Legge “sindacale” su rappresentanza e rappresentatività, salario minimo legale, garanzia del pluralismo nella composizione del Cnel che deve essere il baricentro del nuovo dialogo sociale: queste le coordinate per una nuova e più attuale prospettiva dei rapporti socio-istituzionali.

E al governo la Confial, anche attraverso la costruzione di un auspicabile nuovo sistema di alleanze nel mondo sindacale, chiederà risposte concrete su alcuni temi strategici quali un grande piano di investimenti in infrastrutture materiali come porti, strade, aeroporti, ponti, autostrade, e immateriali, in primo luogo con la diffusione generalizzata della fibra e il free-wi fi; la promozione dell’industria 4.0 e della green-economy specie per il trasporto, con particolare riferimento al Mezzogiorno, che abbisogna non solo di investimenti pubblici ma anche privati, attraverso uno strumento di promozione delle imprese come una “Mediobanca per il Sud”, nel quadro di un generale sostegno alla domanda privata del Paese per stimolare i consumi e rilanciare il tradizionale ciclo keynesiano.
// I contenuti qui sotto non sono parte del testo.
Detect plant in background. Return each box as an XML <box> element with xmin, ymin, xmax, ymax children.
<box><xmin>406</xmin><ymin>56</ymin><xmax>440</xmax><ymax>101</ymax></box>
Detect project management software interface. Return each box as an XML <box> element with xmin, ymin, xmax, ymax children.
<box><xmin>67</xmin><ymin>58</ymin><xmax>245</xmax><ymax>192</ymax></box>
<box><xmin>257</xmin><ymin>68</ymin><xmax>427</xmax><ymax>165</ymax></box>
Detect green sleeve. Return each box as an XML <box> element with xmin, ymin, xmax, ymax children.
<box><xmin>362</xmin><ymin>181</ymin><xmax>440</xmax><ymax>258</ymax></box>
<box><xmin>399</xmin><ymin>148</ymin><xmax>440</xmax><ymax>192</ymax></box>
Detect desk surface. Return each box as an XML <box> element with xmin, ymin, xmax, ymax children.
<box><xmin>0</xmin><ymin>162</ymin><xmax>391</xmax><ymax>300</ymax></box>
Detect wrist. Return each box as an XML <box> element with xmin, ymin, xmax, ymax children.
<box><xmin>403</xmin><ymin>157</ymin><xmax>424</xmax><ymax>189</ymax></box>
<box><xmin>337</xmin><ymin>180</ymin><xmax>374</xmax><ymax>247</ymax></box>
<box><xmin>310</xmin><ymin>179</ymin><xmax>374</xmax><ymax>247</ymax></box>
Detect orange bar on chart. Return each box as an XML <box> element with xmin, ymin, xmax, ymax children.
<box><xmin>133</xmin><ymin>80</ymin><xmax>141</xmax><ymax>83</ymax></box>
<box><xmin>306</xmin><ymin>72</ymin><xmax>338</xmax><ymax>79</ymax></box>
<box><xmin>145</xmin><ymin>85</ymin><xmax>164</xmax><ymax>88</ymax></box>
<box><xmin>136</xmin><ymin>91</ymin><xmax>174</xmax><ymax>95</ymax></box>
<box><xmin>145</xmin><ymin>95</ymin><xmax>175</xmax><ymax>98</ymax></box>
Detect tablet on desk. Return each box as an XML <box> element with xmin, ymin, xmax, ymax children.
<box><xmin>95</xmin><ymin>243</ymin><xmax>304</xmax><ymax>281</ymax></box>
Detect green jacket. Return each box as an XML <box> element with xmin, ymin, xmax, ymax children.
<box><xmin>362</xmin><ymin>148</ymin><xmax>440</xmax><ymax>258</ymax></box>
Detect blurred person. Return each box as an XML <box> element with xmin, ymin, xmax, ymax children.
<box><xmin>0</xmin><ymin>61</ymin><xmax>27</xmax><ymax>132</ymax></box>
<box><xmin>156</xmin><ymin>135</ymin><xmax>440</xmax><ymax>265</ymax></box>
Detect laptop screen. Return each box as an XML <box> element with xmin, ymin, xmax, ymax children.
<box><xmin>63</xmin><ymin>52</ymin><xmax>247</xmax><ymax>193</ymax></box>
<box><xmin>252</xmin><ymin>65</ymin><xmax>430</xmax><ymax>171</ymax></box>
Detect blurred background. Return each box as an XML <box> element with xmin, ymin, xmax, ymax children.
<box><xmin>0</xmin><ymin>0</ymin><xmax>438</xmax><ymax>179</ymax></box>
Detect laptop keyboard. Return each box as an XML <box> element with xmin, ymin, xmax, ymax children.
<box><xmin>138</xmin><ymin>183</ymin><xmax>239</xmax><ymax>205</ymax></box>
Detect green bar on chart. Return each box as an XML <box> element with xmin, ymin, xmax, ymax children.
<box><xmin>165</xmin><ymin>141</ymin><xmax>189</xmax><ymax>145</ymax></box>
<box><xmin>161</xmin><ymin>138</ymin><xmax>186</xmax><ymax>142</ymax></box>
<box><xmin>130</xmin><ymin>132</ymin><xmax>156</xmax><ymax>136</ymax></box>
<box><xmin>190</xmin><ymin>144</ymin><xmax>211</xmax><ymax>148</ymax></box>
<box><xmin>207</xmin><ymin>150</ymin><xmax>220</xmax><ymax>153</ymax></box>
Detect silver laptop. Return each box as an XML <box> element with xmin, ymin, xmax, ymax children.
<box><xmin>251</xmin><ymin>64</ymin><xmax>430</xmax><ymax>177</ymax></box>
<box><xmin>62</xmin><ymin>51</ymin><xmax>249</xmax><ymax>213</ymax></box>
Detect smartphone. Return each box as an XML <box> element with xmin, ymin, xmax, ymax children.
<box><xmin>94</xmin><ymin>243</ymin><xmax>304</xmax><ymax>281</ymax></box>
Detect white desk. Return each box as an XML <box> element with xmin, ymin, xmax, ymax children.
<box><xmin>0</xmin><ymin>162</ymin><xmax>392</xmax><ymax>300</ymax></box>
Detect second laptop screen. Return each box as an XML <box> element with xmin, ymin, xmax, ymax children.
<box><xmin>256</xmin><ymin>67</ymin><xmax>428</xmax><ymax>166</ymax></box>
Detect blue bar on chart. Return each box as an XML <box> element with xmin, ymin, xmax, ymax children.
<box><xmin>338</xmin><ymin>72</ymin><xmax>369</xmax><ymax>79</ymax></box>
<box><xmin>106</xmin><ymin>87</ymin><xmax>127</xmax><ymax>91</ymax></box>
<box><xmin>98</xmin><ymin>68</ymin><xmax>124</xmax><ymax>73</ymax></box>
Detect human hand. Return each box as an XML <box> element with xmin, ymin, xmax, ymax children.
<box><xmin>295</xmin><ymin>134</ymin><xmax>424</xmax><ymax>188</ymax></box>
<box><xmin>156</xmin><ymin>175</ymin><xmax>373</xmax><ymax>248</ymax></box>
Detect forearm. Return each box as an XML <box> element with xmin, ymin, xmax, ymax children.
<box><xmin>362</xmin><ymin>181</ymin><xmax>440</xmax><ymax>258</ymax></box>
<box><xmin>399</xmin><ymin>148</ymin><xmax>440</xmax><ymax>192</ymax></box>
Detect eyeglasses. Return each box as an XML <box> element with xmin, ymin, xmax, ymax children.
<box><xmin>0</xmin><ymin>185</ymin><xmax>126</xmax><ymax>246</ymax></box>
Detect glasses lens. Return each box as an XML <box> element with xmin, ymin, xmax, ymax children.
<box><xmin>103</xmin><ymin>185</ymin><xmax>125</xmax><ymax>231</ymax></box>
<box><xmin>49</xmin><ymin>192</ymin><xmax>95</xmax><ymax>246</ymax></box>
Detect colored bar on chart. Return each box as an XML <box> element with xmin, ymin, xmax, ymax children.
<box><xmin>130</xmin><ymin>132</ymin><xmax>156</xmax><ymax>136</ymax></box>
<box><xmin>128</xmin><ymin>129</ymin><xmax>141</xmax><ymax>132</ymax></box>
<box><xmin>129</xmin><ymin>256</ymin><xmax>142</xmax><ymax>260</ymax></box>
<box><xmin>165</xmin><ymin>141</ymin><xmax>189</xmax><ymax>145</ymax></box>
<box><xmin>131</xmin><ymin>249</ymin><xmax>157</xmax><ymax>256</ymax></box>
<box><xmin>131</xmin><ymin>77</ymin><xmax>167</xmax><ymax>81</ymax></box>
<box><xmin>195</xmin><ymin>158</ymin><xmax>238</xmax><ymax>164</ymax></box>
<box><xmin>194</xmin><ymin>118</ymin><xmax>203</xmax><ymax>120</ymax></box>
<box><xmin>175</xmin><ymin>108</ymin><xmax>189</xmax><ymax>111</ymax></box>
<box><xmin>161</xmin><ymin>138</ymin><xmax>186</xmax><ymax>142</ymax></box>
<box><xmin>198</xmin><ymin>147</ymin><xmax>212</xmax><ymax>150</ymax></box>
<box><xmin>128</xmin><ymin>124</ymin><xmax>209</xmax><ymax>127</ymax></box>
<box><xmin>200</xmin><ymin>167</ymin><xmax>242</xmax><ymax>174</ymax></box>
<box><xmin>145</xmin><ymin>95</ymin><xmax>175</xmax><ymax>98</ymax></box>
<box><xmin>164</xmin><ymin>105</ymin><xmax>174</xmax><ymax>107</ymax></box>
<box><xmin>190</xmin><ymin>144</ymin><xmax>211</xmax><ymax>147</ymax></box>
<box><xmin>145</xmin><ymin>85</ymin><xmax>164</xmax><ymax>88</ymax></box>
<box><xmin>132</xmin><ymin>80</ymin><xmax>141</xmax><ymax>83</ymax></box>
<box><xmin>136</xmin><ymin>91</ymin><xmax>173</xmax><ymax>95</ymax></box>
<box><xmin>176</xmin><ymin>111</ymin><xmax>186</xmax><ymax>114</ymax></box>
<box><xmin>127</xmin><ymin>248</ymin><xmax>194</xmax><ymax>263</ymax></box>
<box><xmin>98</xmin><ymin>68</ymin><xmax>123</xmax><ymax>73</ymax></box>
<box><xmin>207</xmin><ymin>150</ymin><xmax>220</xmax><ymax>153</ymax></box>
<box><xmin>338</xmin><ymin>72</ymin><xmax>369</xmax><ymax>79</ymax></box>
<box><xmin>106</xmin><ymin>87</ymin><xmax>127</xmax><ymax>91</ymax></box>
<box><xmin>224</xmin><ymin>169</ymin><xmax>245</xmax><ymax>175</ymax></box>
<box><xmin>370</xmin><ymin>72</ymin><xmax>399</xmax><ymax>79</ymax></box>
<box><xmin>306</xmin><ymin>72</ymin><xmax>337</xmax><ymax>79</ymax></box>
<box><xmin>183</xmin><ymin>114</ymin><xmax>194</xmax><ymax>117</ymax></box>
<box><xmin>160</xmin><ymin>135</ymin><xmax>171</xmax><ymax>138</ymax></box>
E’ giusto anche ricordare che da decenni nel nostro Paese non si predispongono e realizzazno adeguate Politiche industriali, cosa questa che ha portato al declino e alla marginalizzazione il nostro sistema produttivo in ambito Europeo e mondiale.

E per il lavoro serve una riregolazione fondata su nuove tutele rivolte anche nei confronti di quell’area crescente di prestazioni di natura parasubordinata, magari introducendo un Codice del lavoro che semplifichi e renda chiare le norme in materia di rapporto di lavoro, sicurezza e ambiente, diritti sindacali e relazioni industriali, mercato del lavoro.

Insomma, senza slogan manieristici, servono all’Italia nuove e moderne riforme sociali ed economiche, un vero “New Deal”, ricordando sempre il monito di Franklin Delano Roosewelt circa la libertà e la lotta ai populismi: “La vera libertà individuale non può esistere senza sicurezza economica ed indipendenza.

La gente affamata e senza lavoro è la pasta di cui sono fatte le dittature e dove allignano e si alimentano le mafie.”

Anche per queste ragioni serve una nuova etica pubblica e occorre rilanciare quelle tematiche riguardanti la diffusione della “cultura della legalità”, con una forte e concreta azione di contrasto al lavoro nero, irregolare, caporalato e allo sfruttamento dei minori. Anche per questo il Paese deve vivere una rigenerazione delle classi dirigenti perché diventino nuovi “costruttori di futuro”.